My latest results using private dataset trained Tacotron2 model with MelGAN vocoder

I’m near the end of my lunch break, so I need to be brief and I’ll add more on some skipped details this evening, but wanted to share output I’ve produced with my private dataset trained for Tacotron2 and also with the MelGAN vocoder.

I’m really pleased with the results - whilst I can hear aspects I’d like to improve still (tone and sometimes speed), I suspect they are largely down to my dataset.

For some reason the Soundcloud link isn’t working here if pasted alone, but I think this should work now: https://soundcloud.com/user-726556259/sets/tacotron2-plus-melgan-v1

The output was produced by slightly adapting server.py / synthesizer.py based on the CoLab here: https://github.com/mozilla/TTS/issues/345#issuecomment-586778834

1 Like

Nice work! which melgan implementation is that ?

Could you also share some Dataset examples to compare the results?

I’ll get back more fully over the weekend but I based my config on this one: https://github.com/erogol/ParallelWaveGAN/blob/tts/parallel_wavegan/melgan_v3.yaml

As I’m using a Ti1080 (ie 11Gb) I had previously had memory issues (when I’d tried training with an earlier version of this repo) so I’d slightly reduced the value for batch_max_steps. In retrospect I realise now I didn’t test whether those issues came up still, I just assumed they might.

Happy to share some samples from the dataset (which I’ll also have to do over the weekend :slightly_smiling_face:) Are you after examples of the full length recordings used to train TTS or the samples that ParallelWaveGAN produces (ie those shorter snippets it includes along with the generated audio output during training)

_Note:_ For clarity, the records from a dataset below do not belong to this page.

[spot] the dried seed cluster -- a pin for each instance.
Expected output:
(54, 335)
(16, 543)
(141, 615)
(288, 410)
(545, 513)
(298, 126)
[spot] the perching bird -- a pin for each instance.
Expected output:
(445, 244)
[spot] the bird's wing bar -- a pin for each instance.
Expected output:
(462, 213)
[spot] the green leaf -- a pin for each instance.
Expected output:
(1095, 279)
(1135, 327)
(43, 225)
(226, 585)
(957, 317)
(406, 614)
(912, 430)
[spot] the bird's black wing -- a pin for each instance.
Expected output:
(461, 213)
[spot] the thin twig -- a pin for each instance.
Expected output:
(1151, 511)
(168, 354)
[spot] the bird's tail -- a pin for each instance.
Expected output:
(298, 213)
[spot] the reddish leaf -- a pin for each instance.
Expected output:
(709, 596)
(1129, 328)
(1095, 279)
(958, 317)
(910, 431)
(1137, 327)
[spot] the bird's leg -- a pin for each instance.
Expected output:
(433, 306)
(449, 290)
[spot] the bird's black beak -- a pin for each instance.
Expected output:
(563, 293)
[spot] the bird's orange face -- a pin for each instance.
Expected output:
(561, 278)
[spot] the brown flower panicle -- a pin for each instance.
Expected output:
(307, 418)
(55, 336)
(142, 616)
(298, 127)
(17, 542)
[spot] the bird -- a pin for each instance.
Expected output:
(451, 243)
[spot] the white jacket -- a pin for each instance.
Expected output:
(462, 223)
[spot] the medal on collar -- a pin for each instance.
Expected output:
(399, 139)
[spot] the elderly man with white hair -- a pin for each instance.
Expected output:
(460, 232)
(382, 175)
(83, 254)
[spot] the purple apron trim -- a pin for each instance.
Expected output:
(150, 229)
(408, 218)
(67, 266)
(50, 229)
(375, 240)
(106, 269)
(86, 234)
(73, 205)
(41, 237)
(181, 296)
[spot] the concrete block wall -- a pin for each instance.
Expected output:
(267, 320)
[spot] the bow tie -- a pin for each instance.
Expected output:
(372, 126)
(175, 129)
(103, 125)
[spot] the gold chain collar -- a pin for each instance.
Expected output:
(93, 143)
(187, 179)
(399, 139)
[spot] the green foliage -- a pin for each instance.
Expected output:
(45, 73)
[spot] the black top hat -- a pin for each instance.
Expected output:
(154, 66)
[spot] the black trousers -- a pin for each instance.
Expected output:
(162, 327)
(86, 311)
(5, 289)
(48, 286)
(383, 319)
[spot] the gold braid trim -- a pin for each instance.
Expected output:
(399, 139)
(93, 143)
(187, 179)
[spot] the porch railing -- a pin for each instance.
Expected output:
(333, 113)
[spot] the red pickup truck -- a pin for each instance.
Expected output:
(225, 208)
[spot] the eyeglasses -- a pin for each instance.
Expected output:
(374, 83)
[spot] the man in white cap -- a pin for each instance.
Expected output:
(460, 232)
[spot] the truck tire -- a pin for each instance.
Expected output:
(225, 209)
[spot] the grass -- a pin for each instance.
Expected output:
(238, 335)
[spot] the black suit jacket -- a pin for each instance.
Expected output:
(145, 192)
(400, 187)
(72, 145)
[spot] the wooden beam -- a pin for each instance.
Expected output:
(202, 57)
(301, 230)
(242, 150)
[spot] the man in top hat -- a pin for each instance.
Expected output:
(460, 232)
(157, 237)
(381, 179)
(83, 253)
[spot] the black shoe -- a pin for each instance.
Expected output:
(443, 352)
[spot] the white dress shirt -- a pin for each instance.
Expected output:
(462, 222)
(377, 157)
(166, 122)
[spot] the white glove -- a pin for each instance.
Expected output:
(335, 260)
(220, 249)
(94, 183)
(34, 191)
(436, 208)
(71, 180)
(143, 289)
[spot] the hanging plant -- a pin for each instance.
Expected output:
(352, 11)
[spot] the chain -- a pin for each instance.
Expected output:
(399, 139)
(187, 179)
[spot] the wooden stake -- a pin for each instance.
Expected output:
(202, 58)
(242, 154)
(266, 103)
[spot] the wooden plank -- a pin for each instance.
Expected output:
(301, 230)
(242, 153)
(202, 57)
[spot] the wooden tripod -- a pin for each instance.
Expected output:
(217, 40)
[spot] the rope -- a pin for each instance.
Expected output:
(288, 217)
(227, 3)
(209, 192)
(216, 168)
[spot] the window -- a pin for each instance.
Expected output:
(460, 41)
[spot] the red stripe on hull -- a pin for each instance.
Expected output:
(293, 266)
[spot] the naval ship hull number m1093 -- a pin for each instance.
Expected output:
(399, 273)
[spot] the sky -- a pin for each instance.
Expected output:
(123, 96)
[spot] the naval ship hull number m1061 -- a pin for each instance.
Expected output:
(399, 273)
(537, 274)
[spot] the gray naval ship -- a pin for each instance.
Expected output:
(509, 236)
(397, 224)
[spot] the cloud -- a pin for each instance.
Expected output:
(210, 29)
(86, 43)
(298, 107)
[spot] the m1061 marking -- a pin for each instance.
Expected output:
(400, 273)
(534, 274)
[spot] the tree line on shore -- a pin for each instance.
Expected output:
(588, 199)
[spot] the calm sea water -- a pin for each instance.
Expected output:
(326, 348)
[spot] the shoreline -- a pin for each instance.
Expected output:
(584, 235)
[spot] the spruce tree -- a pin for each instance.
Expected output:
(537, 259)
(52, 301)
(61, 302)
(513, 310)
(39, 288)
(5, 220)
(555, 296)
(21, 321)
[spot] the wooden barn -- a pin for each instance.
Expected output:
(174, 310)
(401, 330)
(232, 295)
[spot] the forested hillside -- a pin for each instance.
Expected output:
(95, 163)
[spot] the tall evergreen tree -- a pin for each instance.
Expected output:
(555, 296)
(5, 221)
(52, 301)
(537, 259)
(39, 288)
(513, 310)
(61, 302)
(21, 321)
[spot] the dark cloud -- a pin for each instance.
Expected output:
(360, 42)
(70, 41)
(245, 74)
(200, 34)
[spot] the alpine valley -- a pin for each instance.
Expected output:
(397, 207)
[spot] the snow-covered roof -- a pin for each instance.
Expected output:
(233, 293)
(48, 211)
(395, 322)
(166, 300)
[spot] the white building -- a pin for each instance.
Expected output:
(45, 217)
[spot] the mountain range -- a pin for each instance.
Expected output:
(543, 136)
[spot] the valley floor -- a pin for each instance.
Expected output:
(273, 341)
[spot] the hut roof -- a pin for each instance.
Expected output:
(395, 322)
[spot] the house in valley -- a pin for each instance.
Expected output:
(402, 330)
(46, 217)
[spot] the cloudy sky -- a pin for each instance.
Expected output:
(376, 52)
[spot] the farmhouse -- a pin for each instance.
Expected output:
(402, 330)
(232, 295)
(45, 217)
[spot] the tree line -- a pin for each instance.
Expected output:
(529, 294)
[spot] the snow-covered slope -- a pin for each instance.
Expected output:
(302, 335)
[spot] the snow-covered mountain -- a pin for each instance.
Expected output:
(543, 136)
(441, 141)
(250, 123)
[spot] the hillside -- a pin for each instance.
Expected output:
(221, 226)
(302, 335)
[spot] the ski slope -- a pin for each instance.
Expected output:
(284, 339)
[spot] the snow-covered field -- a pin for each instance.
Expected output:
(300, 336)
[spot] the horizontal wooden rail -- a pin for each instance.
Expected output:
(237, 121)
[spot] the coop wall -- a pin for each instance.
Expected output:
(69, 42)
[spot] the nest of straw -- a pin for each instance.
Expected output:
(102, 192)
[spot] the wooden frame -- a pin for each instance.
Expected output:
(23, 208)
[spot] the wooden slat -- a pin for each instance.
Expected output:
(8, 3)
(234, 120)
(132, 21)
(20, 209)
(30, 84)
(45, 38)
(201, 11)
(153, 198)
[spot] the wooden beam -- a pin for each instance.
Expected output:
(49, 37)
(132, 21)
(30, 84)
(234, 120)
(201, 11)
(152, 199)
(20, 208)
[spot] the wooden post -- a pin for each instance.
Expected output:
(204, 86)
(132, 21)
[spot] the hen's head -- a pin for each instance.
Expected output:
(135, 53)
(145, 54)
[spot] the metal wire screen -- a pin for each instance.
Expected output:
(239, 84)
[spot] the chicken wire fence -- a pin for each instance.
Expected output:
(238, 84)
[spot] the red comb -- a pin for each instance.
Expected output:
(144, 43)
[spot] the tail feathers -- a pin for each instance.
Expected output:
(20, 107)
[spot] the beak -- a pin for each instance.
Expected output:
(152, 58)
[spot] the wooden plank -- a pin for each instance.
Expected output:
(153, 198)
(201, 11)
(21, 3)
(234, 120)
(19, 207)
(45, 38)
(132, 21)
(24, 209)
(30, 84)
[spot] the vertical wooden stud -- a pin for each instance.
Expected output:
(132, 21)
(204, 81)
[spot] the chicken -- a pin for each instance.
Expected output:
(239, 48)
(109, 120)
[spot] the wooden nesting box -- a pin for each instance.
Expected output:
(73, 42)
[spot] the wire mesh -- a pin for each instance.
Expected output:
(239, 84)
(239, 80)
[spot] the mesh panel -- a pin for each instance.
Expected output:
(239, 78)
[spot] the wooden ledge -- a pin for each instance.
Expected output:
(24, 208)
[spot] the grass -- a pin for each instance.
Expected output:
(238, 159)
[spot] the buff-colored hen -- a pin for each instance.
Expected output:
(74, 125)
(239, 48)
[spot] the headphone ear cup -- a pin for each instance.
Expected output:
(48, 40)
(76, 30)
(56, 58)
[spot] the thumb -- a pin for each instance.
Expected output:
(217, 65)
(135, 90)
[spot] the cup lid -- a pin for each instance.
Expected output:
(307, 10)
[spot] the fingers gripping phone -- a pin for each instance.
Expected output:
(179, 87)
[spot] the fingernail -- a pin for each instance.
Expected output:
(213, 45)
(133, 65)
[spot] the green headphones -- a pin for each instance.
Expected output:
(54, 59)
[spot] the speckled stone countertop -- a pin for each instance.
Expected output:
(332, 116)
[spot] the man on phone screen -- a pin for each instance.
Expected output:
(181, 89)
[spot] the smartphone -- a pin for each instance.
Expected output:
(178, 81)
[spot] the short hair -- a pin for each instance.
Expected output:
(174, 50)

I was more after the ground-truth audio samples of your dataset you used to train your models. Thx for sharing all this btw.

Hi @erogol

Here’s some more detail, including some audio samples used for training.

My audio dataset
The samples here are just picked randomly from the full set. Overall the full set varies in sentence length reasonably well. They have been recorded over quite some time, so unfortunately in my wider set there are likely to be some with slightly inconsistent style but I’ve generally tried to keep it neutral and steady, weeding out some of the most different / worst cases by use of the Speaker Embedding chart and a bit of brute effort :slightly_smiling_face:

The dataset is getting on for 16+ hours now. I’m happy to share the handful of samples included here, but wish to keep my overall dataset private (as it’s my own voice).

Most recent training run
Having seen how good your results were with MelGAN here: https://github.com/mozilla/TTS/issues/345
I planned to follow as closely as I could the same basic approach simply using my dataset instead:

  • Training a Tacotron2 model
    • First using Forward Attention enabled until ~400K (although ended up being 525k in the end)
    • Then finetuning with BN
  • Then train a MelGAN model for the vocoder from here

One small difference is that I’m using ng-espeak, with UK RP phonemes (given that’s closer to my accent than the default US English output) and it’s a slightly customised version as I recompiled the dictionary for it with some missing words which feature fairly commonly in my dataset (which the default ng-espeak UK RP setting was not converting accurately). I suspect the impact of the customisation is fairly small for training.

When I ran the initial run for Tacotron2 (see 1_config.json in zip) I let it run for longer and ended up using the best model from around 525k as the one that I then finetuned with BN (2_config.json)

Training the vocoder was fairly straight forward, although initially I got a little mixed up about the file metadata.txt coming from bin/preprocess_tts.py (I may be wrong, but I think in the earlier version it was using csv format train and validate metadata files and I initially tried with those files, as I’d used them when I looked at this repo late last year; anyway no big deal - the file format was rejected and I soon figured it out - will teach me to read the code more before jumping in!! :wink: )

The vocoder ran for the full 400k times. The config for that is melgan_v3_neil15.yaml in the zip file attached. I changed the value for batch_max_steps as mentioned above, but otherwise it was based on melgan_v3.yaml

I did wonder if perhaps I should train MelGAN even longer for better results - that’s just a matter of setting the resume argument isn’t it?

Hope that helps - fire away with any other questions etc. I’ll be back online again this evening.

Original_audio_samples_and_config_files.zip (468.4 KB)

Am now trying a longer run with MelGAN. Resume parameter seems to be working fine, although it did look like it was stuck at first (just took a long time with no obvious change after showing the run parameters, but then the progress bar reappeared with 400k, going up to my new 800k target)

Thx for sharing all these.

Regarding MelGAN, yes training more always help. Even after 2m iterations, you still see improvements.

Good to know! Thanks.

@nmstoker Hey nmstoker, I have tried to trained ParallelWaveGAN on Indonesia datasets. The sample below sound not quite clear. Have you ever encountered similar situation ? Thanks a lot. :pray:

Indonesian_wavernn_sample.zip (861.4 KB)